Adelita
El sol se asoma desde el horizonte, haciendo estallar la planicie en llamas de luz roja parpadeante, como piedras preciosas danzando a la luz de una fogata. Sentada en su mecedora de mimbre, Adela respira el aire fresco de la mañana y siente el dulzor del sereno sobre su piel. La noche huye de las llamaradas del sol, que da lengüetadas naranjas y amarillas sobre la pradera. Estas se acercan como tentáculos hacia Adela, quien espera con la chispa del que busca una memoria en el cielo azul rey.
Sus ojos perforan el aire limpio y fragante a hierba de campo, y a lo lejos ve una multitud brumosa. Adela se remoja los labios con la lengua, y sus dedos adiestrados pausan el tejer constante y mecánico que lleva sobre el vientre y que se derrama sobre sus pies, esparciéndose por el piso de madera. A la manta sólo le faltan los últimos detalles: el último nudo y ¡tras! el tijeretazo que pondrá punto final al tejido de su larga vida.
Las sombras centelleantes se acercan, y entre la luz roja y nacarada del alba, Adela ve a quienes espera. Una ligera sonrisa se levanta en los labios arrugados y secos, y sus ojos brillan de juventud. A lo lejos se distingue la silueta del hombre que la guerra le arrebató siglos atrás. El rumor distante de una cabalgata se pierde entre el despertar de la vida, el chillido espectral de los pavorreales y el kikirikí del gallo.
Adela mantiene sus ojos fijos en el horizonte. Sus dedos siguen pausados sobre su tejer y su mente se remonta a aquella madrugada, cuando él se puso el sombrero y montó su caballo blanco como la mañana.
—Regresaré por ti, y entonces nos iremos y estaremos juntos para siempre—.
Con un adiós empapado de lágrimas y sereno, ella se sentó sobre su mecedora de mimbre y se puso a tejer, viéndole alejarse hacia el sol, apurándose para unirse a la caballería distante.
La figura de un hombre con sombrero montando un caballo blanco se define entre el fuego de la madrugada.

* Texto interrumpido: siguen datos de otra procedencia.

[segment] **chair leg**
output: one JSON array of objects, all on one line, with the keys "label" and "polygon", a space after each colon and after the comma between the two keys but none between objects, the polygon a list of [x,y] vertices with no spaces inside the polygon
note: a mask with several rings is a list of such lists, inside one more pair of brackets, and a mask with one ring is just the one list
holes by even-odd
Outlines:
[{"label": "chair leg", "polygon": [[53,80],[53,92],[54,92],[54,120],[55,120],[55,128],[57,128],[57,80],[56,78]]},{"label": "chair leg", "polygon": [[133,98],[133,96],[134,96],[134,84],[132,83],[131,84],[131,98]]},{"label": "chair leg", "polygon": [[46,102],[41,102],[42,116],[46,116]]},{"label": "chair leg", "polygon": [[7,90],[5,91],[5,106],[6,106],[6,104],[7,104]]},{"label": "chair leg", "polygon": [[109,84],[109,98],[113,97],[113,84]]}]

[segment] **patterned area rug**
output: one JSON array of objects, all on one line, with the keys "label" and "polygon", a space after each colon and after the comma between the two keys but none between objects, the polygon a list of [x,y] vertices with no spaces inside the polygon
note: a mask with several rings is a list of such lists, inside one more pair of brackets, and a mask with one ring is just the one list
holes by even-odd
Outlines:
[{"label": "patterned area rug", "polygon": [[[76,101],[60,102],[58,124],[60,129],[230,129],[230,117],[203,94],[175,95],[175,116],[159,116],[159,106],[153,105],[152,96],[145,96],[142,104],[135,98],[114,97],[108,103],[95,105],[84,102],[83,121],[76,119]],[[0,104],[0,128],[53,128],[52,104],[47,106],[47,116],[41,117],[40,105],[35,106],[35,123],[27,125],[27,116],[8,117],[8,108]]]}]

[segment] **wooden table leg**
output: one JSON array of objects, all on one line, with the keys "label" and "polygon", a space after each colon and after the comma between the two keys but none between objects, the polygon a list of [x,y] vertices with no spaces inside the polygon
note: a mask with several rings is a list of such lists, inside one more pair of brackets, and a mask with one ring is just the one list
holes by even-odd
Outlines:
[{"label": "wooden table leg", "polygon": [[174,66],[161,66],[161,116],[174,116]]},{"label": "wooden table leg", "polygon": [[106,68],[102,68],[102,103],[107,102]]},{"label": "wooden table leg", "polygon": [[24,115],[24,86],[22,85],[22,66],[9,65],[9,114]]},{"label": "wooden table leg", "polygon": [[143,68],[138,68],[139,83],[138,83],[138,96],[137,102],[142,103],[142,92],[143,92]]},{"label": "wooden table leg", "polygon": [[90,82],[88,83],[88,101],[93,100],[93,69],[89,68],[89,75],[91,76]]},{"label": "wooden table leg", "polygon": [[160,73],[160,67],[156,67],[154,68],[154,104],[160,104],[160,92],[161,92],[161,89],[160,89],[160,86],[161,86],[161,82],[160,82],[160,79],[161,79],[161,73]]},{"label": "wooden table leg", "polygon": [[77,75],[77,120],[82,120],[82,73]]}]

Ella aguanta la respiración, pero la figura pasa de largo y desaparece en el centelleo diamante del alba ardiente.
Adela suspira y sus ojos se llenan de sereno. Sus dedos deshilachan el tejido de un año; mañana comenzarán a tejer de nuevo.
El año que entra— se dice a sí misma— el año que entra seguro vendrá por mí.